Let $R$ and $S$ be two non-zero rings.
The Krull dimension of $R \times S$ is greater or equal to the maximum of the Krull dimensions of $R$ and $S$. Does anyone have an idea how to show this ?
I know the definition of the Krull dimension of a ring, but how can I define the Krull dimension of a direct product of rings ?
Thank you for your help.
I'm not sure what you mean by "how can I define" the Krull dimension for direct products. The direct product of rings is certainly a ring itself, so the definition of Krull dimension makes sense. In particular, the Krull dimension of a ring is one less than the length of the longest chain of ideals in the poset of prime ideals.
Now one can compute the Krull dimension of the direct product of rings $R,S$: it turns that dim$(R \times S)$ is the maximum of that of $R$ and $S$.
To prove this, first note that all the ideals of $R\times S$ are of the form $I \times J$, where $I\subset R,J \subset S$ are ideals (the key observation here is that if $(a,b)$ is in the ideal, then so is $(a,0)$ and $(b,0)$ by multiplying by $(1,0)$ and $(0,1)$).

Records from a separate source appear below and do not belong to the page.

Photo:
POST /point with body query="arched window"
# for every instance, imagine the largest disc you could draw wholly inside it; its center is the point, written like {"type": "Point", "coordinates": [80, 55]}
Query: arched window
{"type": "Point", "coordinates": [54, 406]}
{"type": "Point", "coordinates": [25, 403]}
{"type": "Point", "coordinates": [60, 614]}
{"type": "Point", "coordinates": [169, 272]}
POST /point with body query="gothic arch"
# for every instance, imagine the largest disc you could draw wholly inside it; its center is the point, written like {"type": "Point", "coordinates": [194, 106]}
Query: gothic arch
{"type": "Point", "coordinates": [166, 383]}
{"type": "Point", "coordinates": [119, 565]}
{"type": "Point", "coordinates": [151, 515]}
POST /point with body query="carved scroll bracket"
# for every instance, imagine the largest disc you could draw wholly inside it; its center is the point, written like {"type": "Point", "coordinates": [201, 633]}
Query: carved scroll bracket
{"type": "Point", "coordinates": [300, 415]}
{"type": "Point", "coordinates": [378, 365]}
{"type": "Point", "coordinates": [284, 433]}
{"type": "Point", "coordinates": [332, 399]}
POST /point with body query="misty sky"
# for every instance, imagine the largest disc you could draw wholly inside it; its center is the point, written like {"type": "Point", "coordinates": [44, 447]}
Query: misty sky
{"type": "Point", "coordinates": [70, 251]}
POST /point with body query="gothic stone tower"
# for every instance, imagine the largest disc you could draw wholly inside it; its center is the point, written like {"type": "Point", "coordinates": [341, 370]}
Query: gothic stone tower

Moreover, the prime ideals of $R\times S$ are of the form $R \times P$ or $Q\times S$, where $P\subset S,Q\subset R$ are primes. One readily sees that these are prime ideals, and indeed if $I \times J$ are primes, then $(1,0)(0,1) = (0,0)$ is in the ideal, so either $I$ or $J$ contains $1$. From here it is easy to see that the other one must be prime.
Thus any chain of prime ideals in $R \times S$ really arises from either a chain of prime ideals in $R$ or one in $S$. Thus the longest chain must come from the longest chain in $R$ or $S$ (which ever one has a longer chain) so dim$(R\times S) = $ max$($dim$(R),$dim$(S))$.